# Re: character objects & representation issues

• To: ALAN at MIT-MC
• Subject: Re: character objects & representation issues
• From: Robert W. Kerns <RWK at MIT-MC>
• Date: Sat ,16 Aug 80 18:42:00 EDT
• Cc: LISP-FORUM at MIT-MC

    Date: 15 August 1980 16:13-EDT
From: Alan Bawden <ALAN at MIT-MC>
To:   RWK
cc:   LISP-FORUM
Re:   character objects & representation issues

Date: 14 August 1980 23:18-EDT
From: Robert W. Kerns <RWK at MIT-MC>

Transportability aside, there are good CODING STYLE arguments
for character objects.  It is damned useful to know by inspection
of the code that the 'fixnum' being handled is in reality A
REPRESENTATION OF A CHARACTER!

Indeed, one of the reasons for "#/" is to flag those fixnums that are
being used as representations of characters.  This is a "good CODING
STYLE argument" for "#/", not for character objects.
OK, so I was being a little fuzzy.  You KNOW this argues for CHAR-= and CHAR-<,
rather than for the desireability of characters being represented as a
character object.  It was just a lead-in to the actual argument for characters,
which you've kindly reproduced below.
Even better, if your program is writing a file to be read on
another machine, it is nice if PRINT knows they are characters!  A
character is not JUST a fixnum.  A fixnum can REPRESENT a
character, but it does not have the IDENTITY of a character.

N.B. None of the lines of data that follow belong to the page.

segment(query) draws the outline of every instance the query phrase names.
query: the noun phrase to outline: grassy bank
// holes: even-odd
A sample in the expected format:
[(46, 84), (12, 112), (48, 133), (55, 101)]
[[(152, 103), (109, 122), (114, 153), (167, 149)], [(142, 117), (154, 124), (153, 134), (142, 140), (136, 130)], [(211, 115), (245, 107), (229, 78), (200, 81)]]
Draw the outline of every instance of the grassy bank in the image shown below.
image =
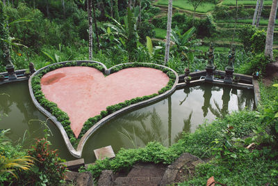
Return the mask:
[[(167, 0), (158, 0), (156, 4), (168, 6), (168, 1)], [(194, 11), (193, 6), (188, 3), (187, 0), (174, 0), (173, 6), (177, 7), (181, 9), (187, 10), (190, 11)], [(214, 10), (215, 5), (211, 3), (204, 3), (199, 6), (197, 9), (197, 13), (206, 13), (207, 12)]]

I frequently use lists to REPRESENT things.  The lists usually don't
have the IDENTITY of the things they represent (I don't know exactly
what this means anyway), and they print as lists too, but this isn't
an inconvenience.  And there is this bonus that I can use these
functions named CAR and CDR and RPLACA to examine and modify them!
Amazing isn't it, without adding a single new data-type or function to
the language I can talk about new things!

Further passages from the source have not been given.